Image findings of monomorphic non-hogdkin lymphoproliferative disorder in a post renal transplant patient diagnosed with fluorine-18 fluorodeoxyglucose-positron emission tomography/computed tomography.

Post-transplant lymphoproliferative disorder (PTLD) is a heterogeneous group of lymphoid proliferations caused by immunosuppression after solid organ or bone marrow transplantation. PTLD is categorized by early lesion, polymorphic PTLD and monomorphic PTLD. Fluorine-18 fluorodeoxyglucose-positron emission tomography/computed tomography (F-18 FDG-PET/CT) scans have clinical significance in the evaluation of PTLD following renal transplantation. We report imaging findings of a monomorphic non-Hodgkin lymphoma, post renal transplant seen on FDG PET/CT in a 32-year-old lactating woman. Whole body FDG- ET/CT demonstrated uptake in right external iliac and inguinal lymph nodes.

INTRODUCTION

Post-transplant lymphoproliferative disorder (PTLD) is a rare, but life-threatening disorder, characterized by an uncontrolled proliferation of lymphocytes, caused by immunosuppressive drug-induced diminished immune surveillance.[1] The majority of monomorphic PTLD cases are non-Hodgkin's lymphoma of B-cell origin; in contrast, T-cell lymphoma and Hodgkin's disease are rare.[2] We report imaging features of fluorodeoxyglucose-positron emission tomography/computed tomography (FDG-PET/CT) with monomorphic non-Hodgkin lymphoma PTLD in a post renal transplant.

CASE REPORT

This was a case report of a 32-year-old female patient who had immunoglobulin A nephropathy underwent renal transplant 6 years before and was on immunosuppressants. She is postpartum 6 months and breast feeding, presented with swelling in the right inguinal region. She underwent an excision biopsy of the right inguinal node, which showed diffuse large B cell lymphoma. As a part of evaluation, she was subjected to whole body PET/CT, which showed increased uptake in multiple nodes in right external iliac and inguinal region [Figure 1a and b], also right breast parenchyma uptake [Figure 1c] and transplant kidney noted in right iliac fossa [Figure 1d]. As PET/CT scan confirmed involvement of multiple nodes, patient underwent chemotherapy and asked to stop breast feeding.

Figure 1

Whole body fluorodeoxyglucose-positron emission tomography/computed tomography (PET/CT) maximum intensity projection image (a), axial fused PET/CT showed an intense uptake in the right external iliac lymphnodes (b), right breast parenchyma uptake due to lactation (c) and transplant kidney in right iliac fossa (d) noted

DISCUSSION

PTLD are a heterogeneous group of abnormal lymphoid proliferations that occur after solid organ transplant or hematopoietic transplantation. PTLDs consist of a disease spectrum ranging from hyperplasia to aggressive lymphomas with 60 to 70% being Epstein-Barr virus (EBV) positive.[1] The majority of cases are B-cell, although 10-15% is of T-cell origin or rarely Hodgkin lymphoma. In the initial stages of PTLD, proliferation is polyclonal. With mutation and selective growth, the lesion becomes oligoclonal and later, monoclonal. The incidence rate of monomorphic PTLD was 0.24% and the median time between the transplant and diagnosis of PTLD was 85.8 months.[2] The immunosuppression required to prevent graft rejection post transplantation impairs T-cell immunity, potentially allowing for uncontrolled proliferation of EBV-infected B-cells, which may result in a spectrum of B-cell proliferations that range from hyperplasia to true lymphoma.[3] The mechanisms that cause EBV-negative PTLD are not well-understood. It often presents with a later onset, monomorphic histology and a more aggressive course than EBV-positive PTLD, suggesting that it may have a different pathophysiology.[3]

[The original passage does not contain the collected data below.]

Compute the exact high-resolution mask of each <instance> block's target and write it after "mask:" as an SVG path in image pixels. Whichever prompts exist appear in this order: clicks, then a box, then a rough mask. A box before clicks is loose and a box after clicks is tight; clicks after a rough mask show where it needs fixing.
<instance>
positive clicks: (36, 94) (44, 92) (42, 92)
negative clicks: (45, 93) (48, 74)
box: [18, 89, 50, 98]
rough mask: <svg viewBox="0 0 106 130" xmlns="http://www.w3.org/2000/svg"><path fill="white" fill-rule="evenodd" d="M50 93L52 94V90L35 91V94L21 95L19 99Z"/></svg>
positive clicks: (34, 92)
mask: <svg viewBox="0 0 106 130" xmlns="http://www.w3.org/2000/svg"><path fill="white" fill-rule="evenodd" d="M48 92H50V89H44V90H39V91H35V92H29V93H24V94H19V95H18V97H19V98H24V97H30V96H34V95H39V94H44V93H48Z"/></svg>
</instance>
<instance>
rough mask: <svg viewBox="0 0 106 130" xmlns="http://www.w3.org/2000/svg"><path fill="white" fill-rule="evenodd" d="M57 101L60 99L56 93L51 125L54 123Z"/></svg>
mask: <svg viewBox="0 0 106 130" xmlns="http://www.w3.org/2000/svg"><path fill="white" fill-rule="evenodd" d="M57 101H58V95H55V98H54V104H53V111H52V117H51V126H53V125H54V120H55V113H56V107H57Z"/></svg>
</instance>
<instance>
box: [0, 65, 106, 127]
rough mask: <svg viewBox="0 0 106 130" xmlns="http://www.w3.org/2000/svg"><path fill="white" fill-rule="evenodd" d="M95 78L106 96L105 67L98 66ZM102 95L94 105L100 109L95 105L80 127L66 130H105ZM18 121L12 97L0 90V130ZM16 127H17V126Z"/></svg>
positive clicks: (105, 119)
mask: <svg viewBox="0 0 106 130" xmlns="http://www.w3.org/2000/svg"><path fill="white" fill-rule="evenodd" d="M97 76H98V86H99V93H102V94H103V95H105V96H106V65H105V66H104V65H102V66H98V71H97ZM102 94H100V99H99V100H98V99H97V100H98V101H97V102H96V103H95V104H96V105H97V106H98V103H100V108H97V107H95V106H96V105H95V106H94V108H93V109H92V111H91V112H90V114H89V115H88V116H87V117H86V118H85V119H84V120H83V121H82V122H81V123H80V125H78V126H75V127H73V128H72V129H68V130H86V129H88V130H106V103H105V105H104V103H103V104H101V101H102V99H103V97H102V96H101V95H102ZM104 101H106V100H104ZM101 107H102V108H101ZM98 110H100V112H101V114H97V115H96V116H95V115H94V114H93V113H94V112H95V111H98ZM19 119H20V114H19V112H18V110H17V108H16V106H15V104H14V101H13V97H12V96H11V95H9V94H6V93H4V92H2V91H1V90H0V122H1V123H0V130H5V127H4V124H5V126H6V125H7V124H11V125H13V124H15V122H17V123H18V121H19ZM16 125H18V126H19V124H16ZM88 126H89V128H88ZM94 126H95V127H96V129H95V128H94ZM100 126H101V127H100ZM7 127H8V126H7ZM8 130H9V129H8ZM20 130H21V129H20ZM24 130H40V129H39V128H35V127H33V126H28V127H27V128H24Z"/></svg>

Experience with the use of PET in PTLD has been limited to case reports and rather small single-center case series.[456] These reports reveal that PET scan may have a high sensitivity for the detection of PTLD lesions.[78] FDG uptake pattern have been useful in predicting the benign or malignant nature of nodes. In our case, as PET study revealed multiple nodal involvements, patient was subjected to chemotherapy. Our case thus illustrates that FDG PET/CT is an important imaging modality for the detection and accurate staging and restaging of PTLD and to decide upon appropriate treatment.